Measuring trimmed coverage is just the same as measuring coverage, but with the appropriate "trimmed" transducer (e.g., xyz-abc.automorf.bin).

The assignment

This assignment is due at the end of week 12 (this semester, at the end of the day on Friday, 19 April 2019, before midnight).

  1. Before you begin, make sure all previous assignments are done, and add a "structural_transfer" tag to your transducer repositories and your translation pair repository/ies to mark the end of previous assignments.
  2. Set up some new corpora based on existing ones:
    • Combine and merge your sentences and tests corpora so you [hopefully, but not necessarily] have a new longer parallel corpus. Name the files abc.longer.txt and xyz.longer.txt.
    • Make a large monolingual corpus of a bunch of raw text in your language. The more the better. This step may simply consist of you cleaning up and/or combining the existing corpora from the initial corpus assembly assignment. See if you can get it over 100K words. The bigger this corpus is the better. Call it abc.corpus.large.txt (in your monolingual corpus repo) and add notes to your MANIFEST file about where the text comes from.

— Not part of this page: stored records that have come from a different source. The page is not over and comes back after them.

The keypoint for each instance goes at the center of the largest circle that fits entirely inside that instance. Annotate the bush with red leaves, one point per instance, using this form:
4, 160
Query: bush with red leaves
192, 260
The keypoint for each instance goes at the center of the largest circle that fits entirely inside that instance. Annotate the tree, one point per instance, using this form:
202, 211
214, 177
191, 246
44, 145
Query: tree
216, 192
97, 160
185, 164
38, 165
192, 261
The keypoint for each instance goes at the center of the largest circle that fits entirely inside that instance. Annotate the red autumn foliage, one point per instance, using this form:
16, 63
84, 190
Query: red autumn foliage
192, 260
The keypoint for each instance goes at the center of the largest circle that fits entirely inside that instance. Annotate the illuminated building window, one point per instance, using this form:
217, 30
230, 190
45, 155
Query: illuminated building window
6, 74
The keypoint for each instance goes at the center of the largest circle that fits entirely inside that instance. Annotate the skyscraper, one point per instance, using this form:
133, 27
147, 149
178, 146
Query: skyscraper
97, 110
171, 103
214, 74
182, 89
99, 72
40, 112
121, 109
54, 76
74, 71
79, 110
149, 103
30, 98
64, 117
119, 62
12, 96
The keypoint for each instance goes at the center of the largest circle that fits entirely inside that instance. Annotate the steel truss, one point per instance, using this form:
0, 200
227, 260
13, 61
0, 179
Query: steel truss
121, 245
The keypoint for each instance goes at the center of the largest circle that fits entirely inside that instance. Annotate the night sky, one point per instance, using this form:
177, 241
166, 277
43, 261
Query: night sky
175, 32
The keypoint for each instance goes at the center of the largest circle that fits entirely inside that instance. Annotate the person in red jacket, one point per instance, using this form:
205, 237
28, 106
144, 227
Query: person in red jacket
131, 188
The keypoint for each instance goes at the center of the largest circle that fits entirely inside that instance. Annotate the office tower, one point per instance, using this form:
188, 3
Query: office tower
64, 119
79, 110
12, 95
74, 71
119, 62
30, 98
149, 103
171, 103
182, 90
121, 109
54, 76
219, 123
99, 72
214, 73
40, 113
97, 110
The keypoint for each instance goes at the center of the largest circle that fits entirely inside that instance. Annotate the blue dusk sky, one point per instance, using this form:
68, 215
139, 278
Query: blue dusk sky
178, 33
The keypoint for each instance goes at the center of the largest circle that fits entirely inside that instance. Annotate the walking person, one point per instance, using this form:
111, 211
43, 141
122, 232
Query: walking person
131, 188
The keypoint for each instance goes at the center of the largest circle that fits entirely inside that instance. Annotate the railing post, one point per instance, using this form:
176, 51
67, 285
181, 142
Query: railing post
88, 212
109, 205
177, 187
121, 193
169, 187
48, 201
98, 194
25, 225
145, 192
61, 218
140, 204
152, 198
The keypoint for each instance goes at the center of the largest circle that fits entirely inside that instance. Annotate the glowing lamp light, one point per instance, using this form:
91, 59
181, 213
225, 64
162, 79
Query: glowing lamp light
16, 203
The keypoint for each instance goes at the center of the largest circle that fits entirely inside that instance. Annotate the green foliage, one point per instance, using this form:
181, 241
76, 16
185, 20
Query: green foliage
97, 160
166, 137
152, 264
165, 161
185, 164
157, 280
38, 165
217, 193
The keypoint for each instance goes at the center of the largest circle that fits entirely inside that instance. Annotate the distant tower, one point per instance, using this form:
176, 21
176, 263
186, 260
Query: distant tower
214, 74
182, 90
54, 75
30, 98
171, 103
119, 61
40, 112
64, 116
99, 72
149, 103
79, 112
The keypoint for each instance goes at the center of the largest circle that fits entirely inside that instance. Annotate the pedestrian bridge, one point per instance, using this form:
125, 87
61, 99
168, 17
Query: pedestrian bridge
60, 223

    • A hand-annotated monolingual corpus of sentences (see above) covering at least 1000 characters (500 for syllabic scripts) of your abc.corpus.basic.txt file, ideally sentences you understand / have English glosses of. Put the sentences you want to annotate in abc.annotated.raw.txt and dump this to abc.annotated.basic.txt to annotate it in CG format. Add these files to your monolingual corpus repository.
  3. Expand your MT pair in at least three of the following ways for each translation direction that you're working on, listing in a "Final evaluation" section on the language pair's wiki page what you did (move existing evaluation sections under a new section called "Initial evaluation"), and for every rule (for all of the following except adding stems), list an example of what output was improved.

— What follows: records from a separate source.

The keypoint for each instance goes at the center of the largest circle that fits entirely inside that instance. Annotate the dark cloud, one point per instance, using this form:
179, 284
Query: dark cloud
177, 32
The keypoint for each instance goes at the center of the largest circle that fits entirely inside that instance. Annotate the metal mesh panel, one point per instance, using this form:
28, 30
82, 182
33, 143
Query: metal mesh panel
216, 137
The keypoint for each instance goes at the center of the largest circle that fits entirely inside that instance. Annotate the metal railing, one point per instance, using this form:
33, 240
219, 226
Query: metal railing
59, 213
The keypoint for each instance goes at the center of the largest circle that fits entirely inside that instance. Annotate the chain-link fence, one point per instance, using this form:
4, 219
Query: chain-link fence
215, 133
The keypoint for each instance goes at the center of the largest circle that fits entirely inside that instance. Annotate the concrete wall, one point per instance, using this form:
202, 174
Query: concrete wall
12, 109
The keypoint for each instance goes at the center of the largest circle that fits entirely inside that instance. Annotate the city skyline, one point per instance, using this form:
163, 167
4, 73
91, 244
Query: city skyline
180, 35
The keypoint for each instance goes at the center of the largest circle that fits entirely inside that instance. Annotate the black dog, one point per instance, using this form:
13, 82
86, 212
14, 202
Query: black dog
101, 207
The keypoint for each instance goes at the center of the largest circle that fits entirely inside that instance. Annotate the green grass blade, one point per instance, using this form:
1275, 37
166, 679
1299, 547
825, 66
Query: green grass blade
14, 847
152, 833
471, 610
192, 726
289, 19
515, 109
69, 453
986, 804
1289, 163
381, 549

    • At least 100 more stems in the bilingual dictionary (and monolingual dictionaries as needed). This counts for both translation directions, if you are working on two-way translation. (If you've automated creation of your bilingual dictionary, then you can use this task to clean up 100 stems—at least 50 entries in your bilingual dictionary should be different than before—and properly categorise those 100 stems into the monolingual dictionary.)
    • Expand your morphology to cover at least 5 more elements of some paradigm(s). This can be anything from additional verb or noun morphology, to adding all the forms of all the determiners (articles, demonstratives, etc.), to implementing nominal morphology on adjectives (e.g., if your language allows adjectives to be substantivised, which you'll want to add a tag for too).
      • If you're using an HFST transducer in your MT system, you can additionally add at least 4 more twol rules that make your (analysis and) generation cleaner for an additional way.
    • At least 3 new disambiguation rules that make the output of your tagger more accurate.
    • At least 2 new lexical selection rules that make more of the right stems transfer over.
    • At least 2 new transfer rules that make more of the output of your MT system closer to an acceptable target translation.
  4. When you are done with the above:
    • Document which of the above options you completed on the pair's wiki page (in a section like "Additions"). You don't have to list the words or rules you added, but do list that you added n words or n transfer rules or the like.
    • Add a "polished RBMT system" tag to your repo.
    • document the following measures in the "Final evaluation" section of the pair's wiki page:.
      • For each monolingual transducer:
        • Precision and recall against the annotated.basic corpus,
        • Coverage over the large corpus,
        • The number of words in the large corpus,
        • The number of stems in the transducer.
      • For MT in each direction:
        • WER and PER over longer corpus.
        • The proportion of stems translated correctly in the longer corpus.
        • Trimmed coverage over longer and large corpora.
        • The number of tokens in longer and large corpora.